The Encyclopedia of Arda - an interactive guide to the world of J.R.R. Tolkien
The far northwest of Middle-earth
A translation of Elvish Eriador, 'lonely land'
Other names


About this entry:

  • Updated 9 February 2015
  • This entry is complete


The wide lands of Eriador

Map of the Lone-lands
The geography of the Lone-lands of Eriador

The name among Men and Hobbits for the wide region of northern Middle-earth that lay between the Blue Mountains in the west and the Misty Mountains in the east. The name 'Lone-lands' is a close translation of the Elvish name for this region, Eriador

Historically, this part of Middle-earth had fallen within the North-kingdom of Arnor, and was ruled over by Elendil and his descendants from their capital at Annúminas on Lake Evendim. Dissent and warfare caused that kingdom to break apart, and an invasion by the forces of Angmar wiped out even the remnants of the earlier kingdom. Angmar was itself defeated by the armies of Gondor, but when those armies returned into the south, what had once been a prosperous country was left barren and deserted. It is presumably at this time (the years after III 1975) that the names 'Eriador' and 'Lone-lands' were first used for the newly empty wilds.
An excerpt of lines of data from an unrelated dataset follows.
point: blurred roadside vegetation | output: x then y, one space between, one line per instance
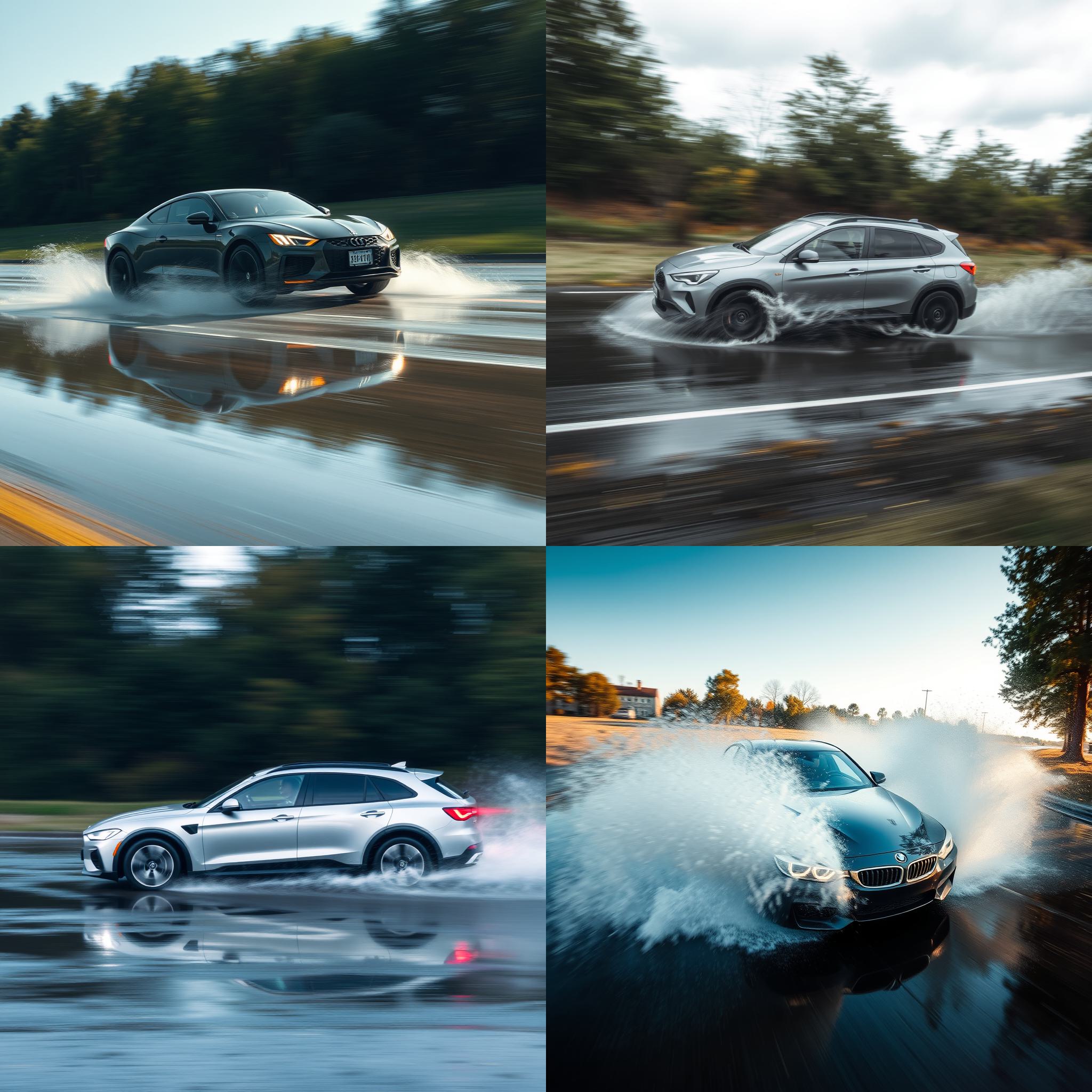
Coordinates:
471 222
431 99
626 170
147 674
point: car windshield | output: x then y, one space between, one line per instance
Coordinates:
824 771
780 238
244 205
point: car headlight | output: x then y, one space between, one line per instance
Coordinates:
101 836
694 278
799 871
293 240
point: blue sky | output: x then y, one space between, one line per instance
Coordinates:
872 625
50 44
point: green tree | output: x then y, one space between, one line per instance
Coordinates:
1044 639
597 695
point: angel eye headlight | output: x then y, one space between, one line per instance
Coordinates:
293 240
101 836
694 278
799 871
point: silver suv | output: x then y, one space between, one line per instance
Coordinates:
401 824
869 268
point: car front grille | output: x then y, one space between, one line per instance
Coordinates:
879 877
356 240
920 869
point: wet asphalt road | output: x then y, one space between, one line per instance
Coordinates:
214 985
986 991
656 437
414 417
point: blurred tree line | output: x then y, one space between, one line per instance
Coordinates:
129 674
435 98
614 133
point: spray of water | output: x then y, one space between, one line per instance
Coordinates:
671 840
1038 303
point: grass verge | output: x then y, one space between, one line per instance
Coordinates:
504 221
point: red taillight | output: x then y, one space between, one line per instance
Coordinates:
461 814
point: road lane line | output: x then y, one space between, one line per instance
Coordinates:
584 426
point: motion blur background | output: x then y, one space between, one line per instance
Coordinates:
149 674
398 100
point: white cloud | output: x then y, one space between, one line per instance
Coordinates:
1017 70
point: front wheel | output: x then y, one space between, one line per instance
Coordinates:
741 317
152 864
122 276
403 861
246 279
937 314
368 287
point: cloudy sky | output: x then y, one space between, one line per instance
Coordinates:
1018 70
871 625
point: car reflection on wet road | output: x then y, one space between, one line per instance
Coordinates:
414 419
823 435
985 990
235 984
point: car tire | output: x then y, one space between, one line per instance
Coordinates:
246 277
937 314
368 287
152 864
122 276
402 860
740 317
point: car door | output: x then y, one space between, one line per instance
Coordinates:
834 283
898 270
262 830
341 814
190 249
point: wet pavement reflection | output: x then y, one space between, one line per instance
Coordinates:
258 983
410 419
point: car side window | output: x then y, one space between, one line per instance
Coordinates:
892 243
842 245
392 790
181 209
339 789
271 793
932 247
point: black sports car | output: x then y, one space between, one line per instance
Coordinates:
259 243
895 857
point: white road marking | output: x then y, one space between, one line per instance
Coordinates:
583 426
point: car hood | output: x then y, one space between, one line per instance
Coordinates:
723 256
322 228
875 821
161 812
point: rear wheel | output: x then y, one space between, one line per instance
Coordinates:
741 317
122 276
152 864
403 860
937 314
246 278
368 287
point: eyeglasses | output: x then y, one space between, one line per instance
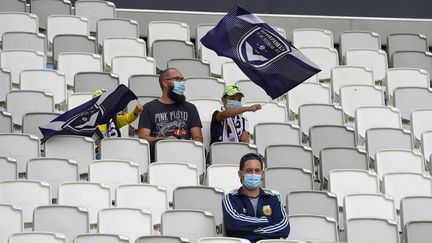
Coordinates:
178 79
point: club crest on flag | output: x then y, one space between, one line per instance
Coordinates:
260 47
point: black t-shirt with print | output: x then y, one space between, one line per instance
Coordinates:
166 120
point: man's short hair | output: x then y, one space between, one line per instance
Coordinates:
163 74
250 156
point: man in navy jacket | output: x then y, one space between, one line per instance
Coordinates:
250 212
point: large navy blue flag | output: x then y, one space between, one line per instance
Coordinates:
84 119
261 53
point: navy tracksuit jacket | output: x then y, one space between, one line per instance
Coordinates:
270 221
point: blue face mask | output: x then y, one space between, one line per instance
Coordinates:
251 181
233 104
179 87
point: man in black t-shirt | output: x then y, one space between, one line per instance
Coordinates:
228 124
170 116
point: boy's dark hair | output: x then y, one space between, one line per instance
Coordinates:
251 156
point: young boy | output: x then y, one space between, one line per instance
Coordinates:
228 124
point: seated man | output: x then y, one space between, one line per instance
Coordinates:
170 116
228 124
250 212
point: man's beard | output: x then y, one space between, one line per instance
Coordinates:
176 97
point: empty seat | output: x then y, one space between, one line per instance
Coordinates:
324 136
304 202
420 122
5 84
19 60
308 37
192 224
272 112
128 66
165 50
325 58
204 87
12 145
162 239
37 237
94 10
400 185
167 30
114 173
388 161
191 152
406 42
223 176
284 155
268 133
343 182
52 81
318 114
375 117
45 8
405 77
67 220
73 43
369 206
371 58
201 198
90 195
415 208
341 158
349 75
39 101
190 67
116 27
307 93
100 237
91 81
356 96
413 59
33 120
231 73
16 21
53 171
122 46
9 169
138 196
32 194
285 180
387 138
252 91
132 222
6 124
379 230
320 228
11 221
78 148
165 174
132 149
418 231
358 39
230 152
13 5
66 24
79 98
408 99
71 63
25 41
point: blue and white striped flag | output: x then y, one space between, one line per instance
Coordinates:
84 119
260 52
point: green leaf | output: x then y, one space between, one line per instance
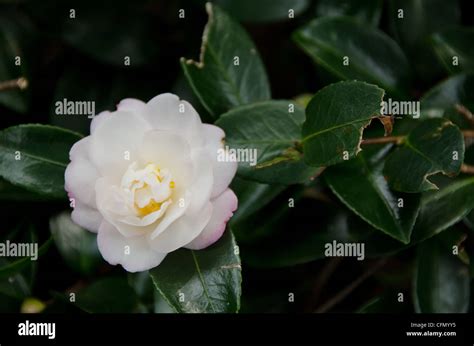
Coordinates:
252 196
43 153
76 245
384 303
364 11
419 19
444 96
109 295
216 79
444 208
285 247
434 146
269 130
441 280
335 120
456 44
263 10
208 280
373 56
390 212
12 39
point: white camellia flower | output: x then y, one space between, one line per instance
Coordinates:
148 181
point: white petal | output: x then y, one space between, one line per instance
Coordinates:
133 253
115 142
223 171
80 177
223 208
202 184
182 231
163 113
131 105
86 217
175 211
115 211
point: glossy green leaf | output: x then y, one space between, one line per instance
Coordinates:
444 208
10 192
111 41
335 120
208 280
108 295
351 50
390 212
444 96
364 11
455 50
263 10
434 146
76 245
229 72
252 196
413 21
12 34
269 131
35 157
441 280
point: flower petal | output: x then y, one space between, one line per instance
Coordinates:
115 142
182 231
80 177
86 217
131 105
223 171
133 253
223 208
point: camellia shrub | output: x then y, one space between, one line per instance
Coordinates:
300 155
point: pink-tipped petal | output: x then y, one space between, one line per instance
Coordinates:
223 209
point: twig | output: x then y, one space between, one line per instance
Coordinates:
468 133
466 113
341 295
467 169
19 83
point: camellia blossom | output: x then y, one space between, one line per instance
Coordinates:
148 181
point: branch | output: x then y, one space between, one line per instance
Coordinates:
19 83
468 133
354 284
381 140
466 113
Even after this time, isolated pockets of civilization remained among the Lone-lands, most notably in the Shire and the Bree-land. Outside these enclaves, the lands of the lost realm of Arnor had reverted for the most part to a dangerous wilderness, peopled by wanderers. Among these wanderers were the Rangers, the descendants of the Kings of Arnor, from whom Aragorn eventually arose to refound the Kingdoms of the Dúnedain. He once again established a capital at Annúminas, and after his reign began in III 3019, it is likely that the Lone-lands once again became populated and prosperous.